Maybe this is just different from web search, but it seems like the model needs sequential tool calls to know where to look next, and coding agents have already put in a lot of work to encourage parallel tool calling.
Coding agents prefer to do iterative search, I have yet to see them create a complex search script. They try different search cmds in parallel, evaluate their results and then refine or dive deeper.
This approach usually works great but I can see many use cases where a smarter search strategy may make sense especially to optimize context.
Wasn’t there work being done where a model could remove irrelevant context? Maybe these complex search scripts can help the model get the revenant files and then it can remove it.
Yeah I think this maps onto grep-based code search well. Right now agents grep, read the results, grep again, and every hit lands in context. This architecture turns that into one program: fan out the greps, filter and dedupe in the sandbox, hand back only what matters. The "won't know the codebase" worry flips around too. The first program shouldn't be "find the bug," it should be "build me a map" (grep the file tree, import graph, symbols). That needs zero prior knowledge, then the model plans the real search over that map. So it's less about replacing sequential exploration and more about making each grep step way wider without flooding context
Claude code already fans out and sandboxes context by calling sub agents so I'm not sure this approach brings much benefit there. A complex search strategy only makes sense if the search is slow and compute intensive.
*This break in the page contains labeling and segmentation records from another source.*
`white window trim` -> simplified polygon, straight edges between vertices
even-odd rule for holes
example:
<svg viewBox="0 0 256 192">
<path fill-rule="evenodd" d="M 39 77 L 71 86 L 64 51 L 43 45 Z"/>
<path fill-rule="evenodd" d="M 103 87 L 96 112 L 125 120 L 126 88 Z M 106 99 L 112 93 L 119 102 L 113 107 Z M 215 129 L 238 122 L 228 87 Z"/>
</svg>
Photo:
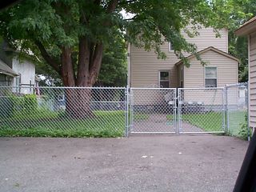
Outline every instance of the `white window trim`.
<svg viewBox="0 0 256 192">
<path fill-rule="evenodd" d="M 169 79 L 168 80 L 161 80 L 161 76 L 160 76 L 160 74 L 161 72 L 168 72 L 169 74 Z M 169 82 L 169 87 L 170 87 L 170 70 L 158 70 L 158 86 L 161 87 L 161 85 L 160 85 L 160 82 Z"/>
<path fill-rule="evenodd" d="M 170 43 L 171 43 L 171 42 L 168 42 L 168 50 L 169 50 L 169 52 L 174 53 L 174 50 L 170 50 Z"/>
<path fill-rule="evenodd" d="M 204 86 L 206 87 L 206 79 L 215 79 L 215 78 L 206 78 L 206 68 L 215 68 L 216 69 L 216 87 L 218 87 L 218 67 L 217 66 L 205 66 L 204 69 Z"/>
</svg>

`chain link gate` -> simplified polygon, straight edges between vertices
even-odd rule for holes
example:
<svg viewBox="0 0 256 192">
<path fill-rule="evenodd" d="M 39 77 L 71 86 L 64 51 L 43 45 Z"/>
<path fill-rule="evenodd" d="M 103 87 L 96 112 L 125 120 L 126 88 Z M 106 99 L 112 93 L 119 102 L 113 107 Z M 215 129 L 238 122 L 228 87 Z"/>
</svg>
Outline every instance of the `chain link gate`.
<svg viewBox="0 0 256 192">
<path fill-rule="evenodd" d="M 175 88 L 130 88 L 130 133 L 176 133 Z"/>
<path fill-rule="evenodd" d="M 226 86 L 226 131 L 231 136 L 247 138 L 250 130 L 248 122 L 248 83 Z"/>
<path fill-rule="evenodd" d="M 180 134 L 225 133 L 224 88 L 179 88 Z"/>
</svg>

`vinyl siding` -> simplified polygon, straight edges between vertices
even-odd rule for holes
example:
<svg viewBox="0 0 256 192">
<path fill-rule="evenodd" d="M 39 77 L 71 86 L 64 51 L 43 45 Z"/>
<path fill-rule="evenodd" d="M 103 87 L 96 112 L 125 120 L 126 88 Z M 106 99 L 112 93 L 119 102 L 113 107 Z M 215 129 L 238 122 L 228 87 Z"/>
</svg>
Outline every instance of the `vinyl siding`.
<svg viewBox="0 0 256 192">
<path fill-rule="evenodd" d="M 256 33 L 251 34 L 250 38 L 250 126 L 256 127 Z"/>
<path fill-rule="evenodd" d="M 217 87 L 224 87 L 226 84 L 238 83 L 238 62 L 220 54 L 214 50 L 208 50 L 201 54 L 201 58 L 206 62 L 206 66 L 217 67 Z M 195 58 L 190 59 L 190 66 L 184 67 L 184 87 L 204 88 L 205 87 L 205 67 Z M 202 92 L 202 93 L 201 93 Z M 187 102 L 204 102 L 205 104 L 212 102 L 214 97 L 215 104 L 222 103 L 221 91 L 201 90 L 186 91 L 184 94 Z M 202 97 L 200 97 L 202 95 Z M 229 98 L 230 103 L 235 103 L 238 98 L 238 92 L 234 91 Z M 211 103 L 208 103 L 211 104 Z"/>
<path fill-rule="evenodd" d="M 227 51 L 228 34 L 226 30 L 220 30 L 221 38 L 216 38 L 213 28 L 203 28 L 198 30 L 200 36 L 193 38 L 184 37 L 189 42 L 194 43 L 198 50 L 208 46 L 214 46 L 222 51 Z M 161 46 L 162 51 L 165 52 L 166 59 L 158 59 L 157 54 L 151 51 L 145 51 L 143 48 L 130 47 L 130 82 L 132 87 L 157 87 L 158 82 L 158 71 L 170 70 L 170 87 L 178 87 L 178 70 L 174 66 L 179 59 L 174 52 L 169 51 L 168 42 Z M 188 56 L 189 54 L 185 54 Z"/>
</svg>

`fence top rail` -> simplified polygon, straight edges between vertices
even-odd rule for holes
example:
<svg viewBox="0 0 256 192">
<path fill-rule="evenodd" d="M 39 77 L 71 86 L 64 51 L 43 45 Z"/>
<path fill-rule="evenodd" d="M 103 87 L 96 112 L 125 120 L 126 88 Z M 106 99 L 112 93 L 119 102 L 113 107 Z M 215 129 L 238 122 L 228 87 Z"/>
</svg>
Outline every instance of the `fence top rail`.
<svg viewBox="0 0 256 192">
<path fill-rule="evenodd" d="M 124 90 L 126 87 L 118 86 L 0 86 L 1 88 L 10 89 L 92 89 L 92 90 Z"/>
<path fill-rule="evenodd" d="M 161 88 L 161 87 L 130 87 L 131 90 L 176 90 L 176 88 Z"/>
<path fill-rule="evenodd" d="M 224 90 L 224 87 L 178 88 L 178 90 Z"/>
</svg>

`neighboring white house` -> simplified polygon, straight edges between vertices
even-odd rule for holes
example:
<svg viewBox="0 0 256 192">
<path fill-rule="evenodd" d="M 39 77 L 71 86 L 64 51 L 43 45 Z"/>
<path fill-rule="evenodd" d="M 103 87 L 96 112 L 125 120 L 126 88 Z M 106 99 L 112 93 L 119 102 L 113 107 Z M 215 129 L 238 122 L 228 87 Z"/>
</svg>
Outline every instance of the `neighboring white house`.
<svg viewBox="0 0 256 192">
<path fill-rule="evenodd" d="M 198 30 L 199 35 L 189 38 L 206 66 L 202 66 L 194 55 L 185 53 L 190 67 L 183 66 L 174 54 L 170 43 L 165 42 L 161 50 L 166 59 L 158 59 L 154 51 L 146 51 L 133 45 L 128 47 L 128 84 L 131 87 L 221 87 L 238 82 L 238 60 L 228 54 L 228 31 L 219 31 L 217 38 L 213 28 Z"/>
<path fill-rule="evenodd" d="M 17 52 L 2 43 L 0 49 L 0 86 L 33 86 L 34 83 L 34 64 L 27 59 L 19 59 Z M 18 91 L 29 94 L 31 89 L 23 88 Z"/>
<path fill-rule="evenodd" d="M 238 28 L 235 34 L 248 37 L 249 61 L 249 121 L 250 126 L 256 128 L 256 17 Z"/>
</svg>

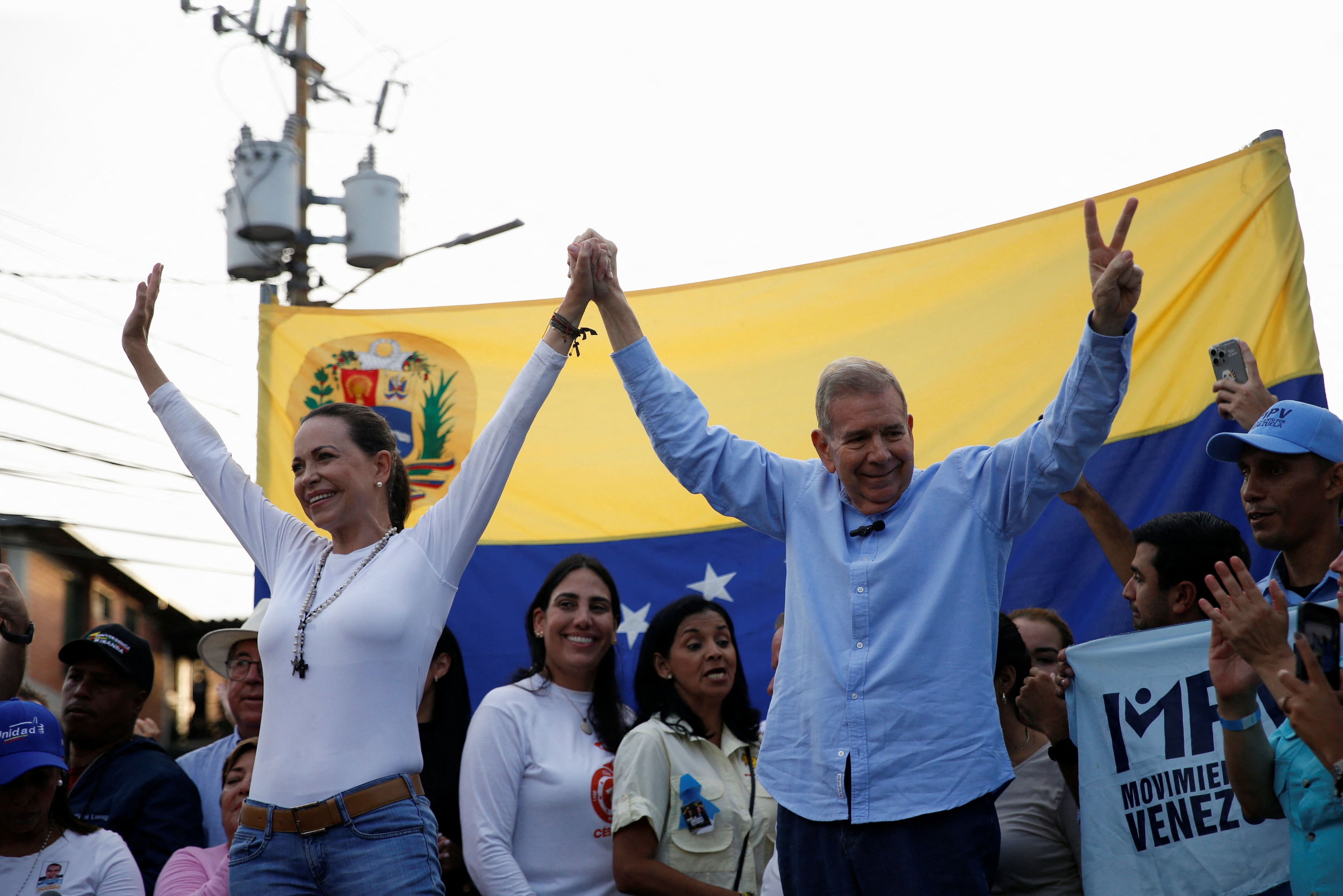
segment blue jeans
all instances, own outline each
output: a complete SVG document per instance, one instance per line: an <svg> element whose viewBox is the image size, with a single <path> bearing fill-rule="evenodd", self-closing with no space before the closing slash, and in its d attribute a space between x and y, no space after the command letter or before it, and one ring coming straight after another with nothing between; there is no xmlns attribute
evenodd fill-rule
<svg viewBox="0 0 1343 896"><path fill-rule="evenodd" d="M947 811L854 825L779 806L786 896L987 896L998 873L998 813L986 794Z"/></svg>
<svg viewBox="0 0 1343 896"><path fill-rule="evenodd" d="M408 786L410 776L402 778ZM381 780L391 778L368 785ZM266 829L240 825L234 834L228 848L230 895L443 896L438 825L428 799L402 799L351 818L344 797L336 795L344 823L306 837L273 830L275 806L248 799L267 810Z"/></svg>

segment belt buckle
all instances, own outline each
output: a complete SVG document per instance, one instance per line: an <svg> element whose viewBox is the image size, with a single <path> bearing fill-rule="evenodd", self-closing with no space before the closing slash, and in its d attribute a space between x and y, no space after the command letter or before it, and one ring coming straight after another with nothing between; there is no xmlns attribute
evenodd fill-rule
<svg viewBox="0 0 1343 896"><path fill-rule="evenodd" d="M322 805L324 802L326 802L326 801L325 801L325 799L318 799L318 801L316 801L316 802L310 802L310 803L304 803L302 806L294 806L293 809L290 809L290 810L289 810L289 811L290 811L290 813L293 814L293 817L294 817L294 830L297 830L297 832L298 832L298 836L299 836L299 837L310 837L310 836L313 836L313 834L320 834L320 833L322 833L324 830L326 830L326 827L325 827L325 826L324 826L324 827L314 827L313 830L304 830L304 825L302 825L302 822L301 822L301 821L298 821L298 813L301 813L301 811L306 811L306 810L309 810L309 809L317 809L317 807L318 807L318 806L321 806L321 805Z"/></svg>

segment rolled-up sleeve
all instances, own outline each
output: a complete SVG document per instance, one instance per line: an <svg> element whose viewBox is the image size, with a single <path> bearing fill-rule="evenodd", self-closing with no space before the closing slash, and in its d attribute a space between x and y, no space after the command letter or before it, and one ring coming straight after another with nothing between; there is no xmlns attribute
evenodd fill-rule
<svg viewBox="0 0 1343 896"><path fill-rule="evenodd" d="M1088 317L1072 367L1042 418L992 447L954 453L971 502L999 537L1034 525L1056 494L1077 485L1088 458L1105 443L1128 391L1136 322L1129 314L1123 336L1103 336Z"/></svg>
<svg viewBox="0 0 1343 896"><path fill-rule="evenodd" d="M631 732L615 754L611 833L647 818L662 840L670 801L672 762L662 739L651 732Z"/></svg>
<svg viewBox="0 0 1343 896"><path fill-rule="evenodd" d="M813 476L815 463L779 457L710 426L700 396L662 365L647 337L611 357L653 450L672 476L719 513L783 540L790 482Z"/></svg>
i find claude subagents are incredibly slow and the vast majority of that is inference time between tool calls
It feels like there will be some hard to deal with customer support issues related to limits. The generated Python code is unlikely to always run queries in an optimal way.
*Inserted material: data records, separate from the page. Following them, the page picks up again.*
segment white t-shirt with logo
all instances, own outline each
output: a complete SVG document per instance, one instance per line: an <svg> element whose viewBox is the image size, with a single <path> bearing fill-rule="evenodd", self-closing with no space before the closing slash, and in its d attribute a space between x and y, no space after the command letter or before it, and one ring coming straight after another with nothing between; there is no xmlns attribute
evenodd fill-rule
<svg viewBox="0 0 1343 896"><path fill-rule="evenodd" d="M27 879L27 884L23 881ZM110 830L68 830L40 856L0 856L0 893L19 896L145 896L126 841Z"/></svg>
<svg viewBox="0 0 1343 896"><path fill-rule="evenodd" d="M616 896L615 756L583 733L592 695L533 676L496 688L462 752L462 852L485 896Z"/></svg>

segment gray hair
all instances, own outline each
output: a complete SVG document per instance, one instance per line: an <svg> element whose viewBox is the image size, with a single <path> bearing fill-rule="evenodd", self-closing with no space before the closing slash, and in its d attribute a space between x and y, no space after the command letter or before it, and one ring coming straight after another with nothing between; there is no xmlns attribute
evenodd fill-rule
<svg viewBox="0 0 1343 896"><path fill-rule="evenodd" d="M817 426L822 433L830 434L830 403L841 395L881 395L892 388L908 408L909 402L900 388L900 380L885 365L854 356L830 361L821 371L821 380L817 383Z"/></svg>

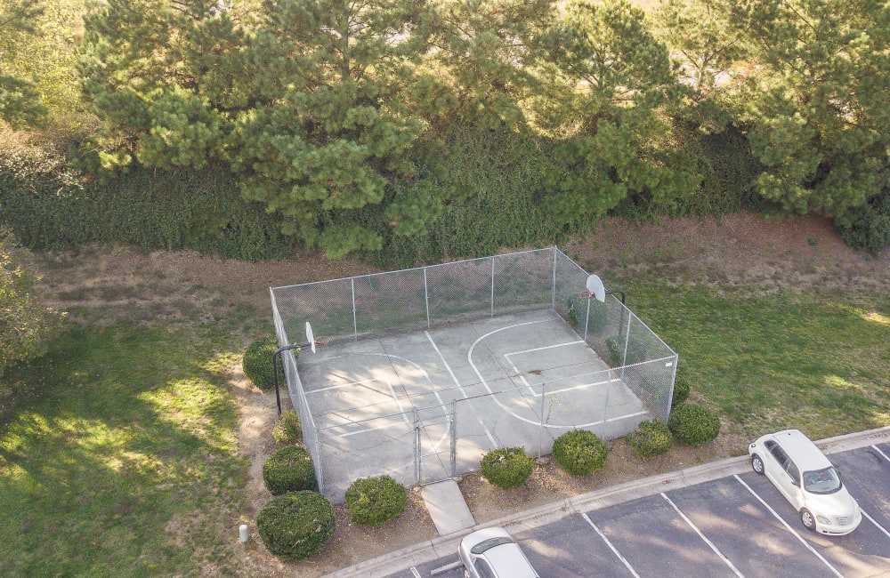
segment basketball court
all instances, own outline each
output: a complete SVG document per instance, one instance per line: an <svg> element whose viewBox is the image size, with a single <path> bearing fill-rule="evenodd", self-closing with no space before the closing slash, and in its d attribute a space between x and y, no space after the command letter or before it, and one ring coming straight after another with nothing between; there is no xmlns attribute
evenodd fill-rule
<svg viewBox="0 0 890 578"><path fill-rule="evenodd" d="M610 439L651 419L553 309L317 347L297 367L335 499L358 478L435 481L493 448L546 454L570 429Z"/></svg>
<svg viewBox="0 0 890 578"><path fill-rule="evenodd" d="M670 412L676 353L557 247L270 291L335 502L359 478L428 484L495 448L546 455L567 431L613 439Z"/></svg>

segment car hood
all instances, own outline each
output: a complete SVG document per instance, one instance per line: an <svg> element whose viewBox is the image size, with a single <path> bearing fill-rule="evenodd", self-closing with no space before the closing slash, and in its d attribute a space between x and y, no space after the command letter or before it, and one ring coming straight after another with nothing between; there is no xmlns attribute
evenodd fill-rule
<svg viewBox="0 0 890 578"><path fill-rule="evenodd" d="M805 494L805 505L816 515L854 518L859 513L859 504L846 487L834 494Z"/></svg>

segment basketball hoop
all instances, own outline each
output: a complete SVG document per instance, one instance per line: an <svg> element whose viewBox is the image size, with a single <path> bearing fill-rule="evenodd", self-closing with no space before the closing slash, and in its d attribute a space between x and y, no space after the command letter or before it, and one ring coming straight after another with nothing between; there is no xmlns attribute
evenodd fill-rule
<svg viewBox="0 0 890 578"><path fill-rule="evenodd" d="M600 279L598 276L591 275L587 277L587 290L584 293L587 293L587 297L585 299L590 299L591 297L595 297L596 301L601 303L604 303L606 301L606 288L603 285L603 280Z"/></svg>

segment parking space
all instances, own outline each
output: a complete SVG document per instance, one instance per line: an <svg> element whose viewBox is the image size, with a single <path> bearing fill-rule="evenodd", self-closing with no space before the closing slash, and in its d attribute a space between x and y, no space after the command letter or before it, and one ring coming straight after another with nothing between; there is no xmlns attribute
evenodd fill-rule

Normally you'd tell your customer they need to fix their code if they're doing something inefficient, but here, they didn't write the code and are presumably not expected to understand it.
It’s funny how many agentic things decompose into a DSPy RLM with specialized tools, although the tools here do the heavy lifting.
How does this compare to something like cocoindex-code? That indexes your code for semantic searches.
Is there a need for this over simply providing a rich enough search API?
What kind of tool does one use to create flowchart graphics like these?
Perplexity still exists?
It is useful, so yes
[flagged]
Can you please not post AI-generated or AI-edited comments to HN? It's not allowed here - see https://news.ycombinator.com/newsguidelines.html#generated and https://news.ycombinator.com/item?id=47340079. Of course, it's impossible to know for sure what was LLM processed, but your posts are getting classified that way and, on inspection, this does seem justified.
(Your earlier comments were, of course, fine.)